Rabbit : Après beric., la nouvelle révélation du label Hush Hush cette année officie dans des sphères électronica/ambient tout aussi feutrées et encore plus métissées, entre piano post-classique, chillwave évanescente, field recordings et soupçon de post-rock éthéré aux guitares planantes. Une belle maturité se dégage de cette première sortie officielle et pour cause, l’Américain Michael Erickson aka WMD n’en est pas à son coup d’essai, avec une vingtaine d’autoproductions publiées sous le manteau à tout juste 22 ans. Une très bel album qui finit de nous envôuter au son des lointaines vocalises féminines perçant la brume du contemplatif Watching Boats Through The Fog.


- Deafeater - s/t (10/05/2019 - Epitaph)

Riton : Après l’énorme retour de La Dispute en mars dernier, c’est au tour de Defeater de faire parler la rubrique hardcore mélodique frénétique et passionné.

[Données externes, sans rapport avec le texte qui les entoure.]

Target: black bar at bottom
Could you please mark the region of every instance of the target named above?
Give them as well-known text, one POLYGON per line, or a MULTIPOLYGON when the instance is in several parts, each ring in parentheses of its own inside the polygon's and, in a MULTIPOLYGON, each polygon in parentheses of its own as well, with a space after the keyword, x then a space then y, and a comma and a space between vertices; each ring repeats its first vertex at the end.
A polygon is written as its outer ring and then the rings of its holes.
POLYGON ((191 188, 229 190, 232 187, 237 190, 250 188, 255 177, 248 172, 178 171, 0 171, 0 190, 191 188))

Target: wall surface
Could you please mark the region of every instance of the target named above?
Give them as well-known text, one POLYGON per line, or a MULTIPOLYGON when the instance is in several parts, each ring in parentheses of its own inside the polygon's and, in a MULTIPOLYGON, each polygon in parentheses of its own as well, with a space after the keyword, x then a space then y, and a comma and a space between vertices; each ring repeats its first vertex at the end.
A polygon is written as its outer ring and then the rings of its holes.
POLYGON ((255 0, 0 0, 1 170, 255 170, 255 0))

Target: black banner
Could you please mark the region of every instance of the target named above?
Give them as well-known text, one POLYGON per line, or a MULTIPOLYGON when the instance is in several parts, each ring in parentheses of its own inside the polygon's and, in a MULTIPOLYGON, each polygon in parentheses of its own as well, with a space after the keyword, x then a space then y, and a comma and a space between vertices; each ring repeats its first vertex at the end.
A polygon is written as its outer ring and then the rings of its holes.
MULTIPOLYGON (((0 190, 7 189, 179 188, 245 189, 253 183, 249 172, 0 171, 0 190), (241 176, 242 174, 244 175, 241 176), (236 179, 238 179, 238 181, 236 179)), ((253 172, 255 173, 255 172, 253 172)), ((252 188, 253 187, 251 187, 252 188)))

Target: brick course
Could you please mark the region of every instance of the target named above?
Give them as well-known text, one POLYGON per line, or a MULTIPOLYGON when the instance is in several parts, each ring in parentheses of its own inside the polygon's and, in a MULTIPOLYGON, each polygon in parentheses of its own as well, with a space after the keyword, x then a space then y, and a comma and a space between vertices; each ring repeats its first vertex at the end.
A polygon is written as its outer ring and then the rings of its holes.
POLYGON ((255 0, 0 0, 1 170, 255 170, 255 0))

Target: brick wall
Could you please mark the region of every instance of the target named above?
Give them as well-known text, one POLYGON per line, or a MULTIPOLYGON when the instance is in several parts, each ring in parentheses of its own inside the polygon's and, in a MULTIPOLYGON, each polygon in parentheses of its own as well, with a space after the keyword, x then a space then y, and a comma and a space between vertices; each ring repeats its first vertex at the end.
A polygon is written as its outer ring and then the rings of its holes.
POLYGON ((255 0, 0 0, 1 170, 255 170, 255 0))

Bien qu’il n’ait pas la même destinée que les premiers cités dans nos colonnes (à savoir une place dans le top), il n’en demeure pas moins excellent : preuve en est que quatre ans après un Abandoned bien moins prenant que ce qui précédait et malgré le départ du guitariste Jay Mass, les Bostoniens en ont encore énormément sous le coude. On reprend la fresque tragique américaine post seconde guerre mondiale débutée avec Travels (2009), cette fois à travers le prisme de la mère de famille déchirée, dans une narration de 11 morceaux suintant la tristesse, le mal-être, l’inconfort de vie où les riffs déferlent en larmes sans jamais être niais, où l’inimitable voix de Derek Archambault s’écorche au plus mal. Le récit est épique, brutal, survolté, le grand Defeater est là !

Rabbit : J’avais pour ma part laissé Defeater sur le très réussi Letters Home, qui s’était quant à lui taillé une petit place dans l’un de nos top mensuels à l’époque. On en retrouve ici l’équilibre entre intensité, vélocité et tourments emo, efficacité et noirceur, mélodicité et instrumentation viscérale et il semblerait que j’ai finalement bien fait de faire l’impasse sur le précédent, évitant la déception puisque cet éponyme est tout aussi bon que l’opus de 2013 sus-mentionné.